Toussaint Louverture and the Undermining of the Haitian Revolution
Abstract
This work using a structurationist, structural Marxist, phenomenological structuralism, understanding of practical consciousness constitution, explores the origins and basis for the Haitian Revolutionary leader, Toussaint Louverture’s (May 20, 1743-April 1, 1803), social, political, and economic policies. The eldest son of an Arada King, Toussaint Louverture, was a creole-slave born on the island of Saint-Domingue/Haiti. As the eventual leader of the Revolution from 1794-1801, Louverture attempted to have the island remain an independent French territory where slavery was outlawed, but the export-oriented plantation economy, with the slave trade, persisted. He, essentially, adopted the position of the French Royalists, the white plantation owners who wanted more autonomy from France and its “exclusif” mercantile economic system, which forced them to trade and do business exclusively with French merchants and bankers.
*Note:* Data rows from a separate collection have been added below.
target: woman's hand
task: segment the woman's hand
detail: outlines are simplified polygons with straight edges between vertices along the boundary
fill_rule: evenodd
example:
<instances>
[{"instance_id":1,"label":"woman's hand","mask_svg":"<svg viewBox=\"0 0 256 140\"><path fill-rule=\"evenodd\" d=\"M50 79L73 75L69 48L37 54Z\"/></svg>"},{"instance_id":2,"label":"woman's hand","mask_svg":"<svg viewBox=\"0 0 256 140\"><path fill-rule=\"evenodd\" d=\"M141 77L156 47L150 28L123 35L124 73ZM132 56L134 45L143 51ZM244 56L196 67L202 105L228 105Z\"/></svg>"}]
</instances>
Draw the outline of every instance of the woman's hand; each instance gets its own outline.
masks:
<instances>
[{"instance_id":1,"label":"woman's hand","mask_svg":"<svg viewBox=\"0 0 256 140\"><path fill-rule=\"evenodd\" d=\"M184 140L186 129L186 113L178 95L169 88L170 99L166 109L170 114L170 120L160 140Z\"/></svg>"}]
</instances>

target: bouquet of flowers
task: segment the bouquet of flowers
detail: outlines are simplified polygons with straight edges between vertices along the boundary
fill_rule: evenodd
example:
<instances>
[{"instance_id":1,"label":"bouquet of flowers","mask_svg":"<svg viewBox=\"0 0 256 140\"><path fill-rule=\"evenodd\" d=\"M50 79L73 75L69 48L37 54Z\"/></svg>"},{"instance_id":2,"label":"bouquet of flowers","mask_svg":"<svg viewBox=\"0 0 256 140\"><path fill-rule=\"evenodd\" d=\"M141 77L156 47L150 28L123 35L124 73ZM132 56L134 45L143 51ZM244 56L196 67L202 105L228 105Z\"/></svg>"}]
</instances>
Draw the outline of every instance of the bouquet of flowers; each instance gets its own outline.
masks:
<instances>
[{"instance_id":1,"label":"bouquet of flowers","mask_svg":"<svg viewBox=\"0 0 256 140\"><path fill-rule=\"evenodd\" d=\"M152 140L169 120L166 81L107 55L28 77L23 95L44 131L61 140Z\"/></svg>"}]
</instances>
Although, Louverture’s demeanor and position is typically juxtaposed against his successor, Jean-Jacques Dessalines, all subsequent leaders, I argue here, would go on to adopt Louverture’s policies, the export-oriented agricultural economy, with variations based on who (mulattoes or members of the black grandon class) should serve in the position of the white planters once independence was declared from France in 1804. This decision, to maintain Louverture’s political and economic policies as opposed to redistributing the land to the African masses so that they can pursue their subsistence agriculture and komes, I conclude, has undermined the Revolutionary impetus of the Haitian Revolution and converted Haiti into the so-called poorest (periphery) country in the Western Hemisphere.